Après deux ans et demi de négociation, les cols bleus de Montréal ont voté à forte majorité (86,7 %) pour l’entente de principe survenue entre la Ville de Montréal et le Syndicat des cols bleus regroupés (SCFP 301) lors d’une assemblée générale virtuelle qui a eu lieu le samedi 27 mars dernier.

« Nos membres, la Ville et les citoyens sont gagnants avec cette convention collective. Cette négociation nous a permis de trouver une nouvelle façon de travailler en coopération avec la Ville afin d’offrir de bons services, à de bons prix », de déclarer Luc Bisson, président du Syndicat des cols bleus regroupés.

« Nous avons globalement amélioré nos conditions de travail tout en respectant la capacité de payer des citoyens et citoyennes. C’est une excellente nouvelle!
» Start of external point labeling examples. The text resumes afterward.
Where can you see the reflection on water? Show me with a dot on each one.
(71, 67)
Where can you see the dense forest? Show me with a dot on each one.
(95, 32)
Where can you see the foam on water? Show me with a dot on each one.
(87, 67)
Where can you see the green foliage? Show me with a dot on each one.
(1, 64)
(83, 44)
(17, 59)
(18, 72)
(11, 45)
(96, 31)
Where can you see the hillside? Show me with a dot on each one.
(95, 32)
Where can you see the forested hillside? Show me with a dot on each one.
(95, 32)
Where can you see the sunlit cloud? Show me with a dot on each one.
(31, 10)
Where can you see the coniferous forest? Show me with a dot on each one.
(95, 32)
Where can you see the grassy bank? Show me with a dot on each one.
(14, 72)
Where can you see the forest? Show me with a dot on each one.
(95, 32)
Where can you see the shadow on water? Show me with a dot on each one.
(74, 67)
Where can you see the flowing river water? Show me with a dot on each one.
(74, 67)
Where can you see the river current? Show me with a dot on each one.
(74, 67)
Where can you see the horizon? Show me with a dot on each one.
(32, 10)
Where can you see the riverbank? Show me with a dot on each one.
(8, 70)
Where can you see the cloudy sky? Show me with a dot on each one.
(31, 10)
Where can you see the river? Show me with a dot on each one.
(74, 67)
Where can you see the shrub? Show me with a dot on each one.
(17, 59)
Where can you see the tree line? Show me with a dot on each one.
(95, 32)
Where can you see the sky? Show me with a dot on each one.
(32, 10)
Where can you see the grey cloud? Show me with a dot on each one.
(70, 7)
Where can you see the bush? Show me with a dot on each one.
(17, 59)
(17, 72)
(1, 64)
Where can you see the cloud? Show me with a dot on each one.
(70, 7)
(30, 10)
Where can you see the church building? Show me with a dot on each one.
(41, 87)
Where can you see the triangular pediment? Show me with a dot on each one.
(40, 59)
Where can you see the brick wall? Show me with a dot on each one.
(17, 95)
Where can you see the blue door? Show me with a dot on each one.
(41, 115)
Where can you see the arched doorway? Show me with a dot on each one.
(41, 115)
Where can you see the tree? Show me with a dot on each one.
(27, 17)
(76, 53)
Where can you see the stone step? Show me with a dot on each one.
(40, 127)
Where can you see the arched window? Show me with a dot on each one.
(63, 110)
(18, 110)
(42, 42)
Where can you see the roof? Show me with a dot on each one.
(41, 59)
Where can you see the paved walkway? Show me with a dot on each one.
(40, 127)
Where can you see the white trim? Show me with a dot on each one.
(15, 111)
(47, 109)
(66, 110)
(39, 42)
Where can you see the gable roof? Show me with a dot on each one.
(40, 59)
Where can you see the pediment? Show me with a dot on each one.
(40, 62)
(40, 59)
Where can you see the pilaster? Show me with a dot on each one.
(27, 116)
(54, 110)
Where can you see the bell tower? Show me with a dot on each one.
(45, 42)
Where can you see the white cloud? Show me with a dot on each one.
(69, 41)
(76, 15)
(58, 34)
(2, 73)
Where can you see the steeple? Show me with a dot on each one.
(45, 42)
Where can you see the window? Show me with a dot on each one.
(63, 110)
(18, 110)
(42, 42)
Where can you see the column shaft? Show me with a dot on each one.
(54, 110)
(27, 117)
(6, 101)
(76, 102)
Nous sommes fiers qu’une paix industrielle soit assurée pour notre métropole jusqu’à la fin de 2024 », d’ajouter celui-ci.

La Ville et le syndicat ont fait preuve de créativité en mettant en place une mobilité de la main-d’œuvre qui amènera plus d’efficacité dans la prestation de services aux Montréalaises et aux Montréalais. 

« Nous avons en quelque sorte modernisé notre façon de travailler. Nous sommes un partenaire bienveillant du développement de la Ville. Je salue l’ouverture des parties à la table de négociation afin d’en arriver à cette conclusion heureuse. Un réel travail de collaboration a été effectué », de conclure Hans Marotte, conseiller syndical au SCFP.

La dernière convention collective, laquelle régit les conditions de travail des quelque 6000 cols bleus de la Ville de Montréal, est venue à échéance en décembre 2017.